On average, teachers at Montpelier have found that good service learning projects take 3-4 weeks. Many teachers choose to do one really solid service learning project per year, because it takes a fair amount of planning and preparation. In addition, because these projects do actually fulfill real needs, MHS teachers design new projects every few years. However, even a handful of projects every year adds up to a lot of relevance for students during the school year.
Working Within the School: Montpelier’s Greenhouse
When identifying a third party for whom a service learning project is beneficial, the school itself is a great option as that third party. As MHS physics teacher Anne Watson says, "The school definitely has needs. How can your class meet them?" If you're new to service learning projects, it can also be much easier to work within the building than outside of the building. Teachers can certainly create opportunities for one another.
Over the years, MHS has built a greenhouse as a way to support its commitment to sustainability. The school's greenhouse and food production model is a way that service learning benefits the same group that is doing the studying.
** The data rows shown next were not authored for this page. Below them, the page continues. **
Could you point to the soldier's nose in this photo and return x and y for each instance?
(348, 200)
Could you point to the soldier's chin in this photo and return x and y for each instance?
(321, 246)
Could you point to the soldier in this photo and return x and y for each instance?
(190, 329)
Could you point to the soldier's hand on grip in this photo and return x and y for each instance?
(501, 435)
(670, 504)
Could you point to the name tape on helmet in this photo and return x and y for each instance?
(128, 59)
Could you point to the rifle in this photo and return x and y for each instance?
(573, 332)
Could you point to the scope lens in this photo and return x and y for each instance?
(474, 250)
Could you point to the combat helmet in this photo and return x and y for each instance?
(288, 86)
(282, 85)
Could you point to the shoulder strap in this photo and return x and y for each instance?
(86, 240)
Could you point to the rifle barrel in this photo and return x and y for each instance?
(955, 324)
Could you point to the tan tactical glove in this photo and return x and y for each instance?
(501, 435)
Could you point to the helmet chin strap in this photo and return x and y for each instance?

All students in biology class learn about plant and nutrient cycles, and MHS has tied this into service learning by also having the students grow salad greens in the greenhouse, which are then used by the school cafeteria. Each biology student takes care of two trays of salad greens throughout the school year. Students tend their greens on a daily basis, planting the seeds, watering the plants, monitoring them for pests, and finally harvesting. Greens are collected twice a week and brought to the food service staff for purchase. The cafeteria actually pays for the greens from their budget -- money that would normally be spent on purchasing from an outside vendor. The money in turn helps support the greenhouse through the purchasing of seeds, fertilizer, and other supplies. The greens are eaten not only at the high school, but at the local middle and elementary schools as well. Students are more apt to take greens from the salad bar if they have grown them. They feel connected when they feel that they've accomplished something.
More Service Learning Examples
Other examples of service learning at MHS have included the physics class doing a feasibility study on how much energy the solar panels on the greenhouse are producing, and whether it's enough to sustain that space in terms of electricity. The economics class has looked at the greenhouse's crop yields and whether they're cost-efficient to continue running the facility. A math class looked into whether the cafeteria should switch over from plastic to metal utensils, and collected and analyzed data about the loss of silverware over time. Their findings were presented to the school and demonstrated that switching to metal utensils would still be more cost-effective than keeping plastic utensils. The school made the switch!
Service learning can, of course, be done outside of the school to benefit a community group or an organization or business. A recent example included the physics class studying the air quality of downtown Montpelier, and submitting the study to the city to help deal with car pollution and driving patterns. Another class did an energy study on heating and insulation in their own homes, and made recommendations on whether there was enough insulation in their family home.
Service learning benefits students and the community partner. For students, it is a project that means something to someone else, and often makes the learning relevant and real. Teachers find that students are often more engaged with the learning when they understand these real-life connections.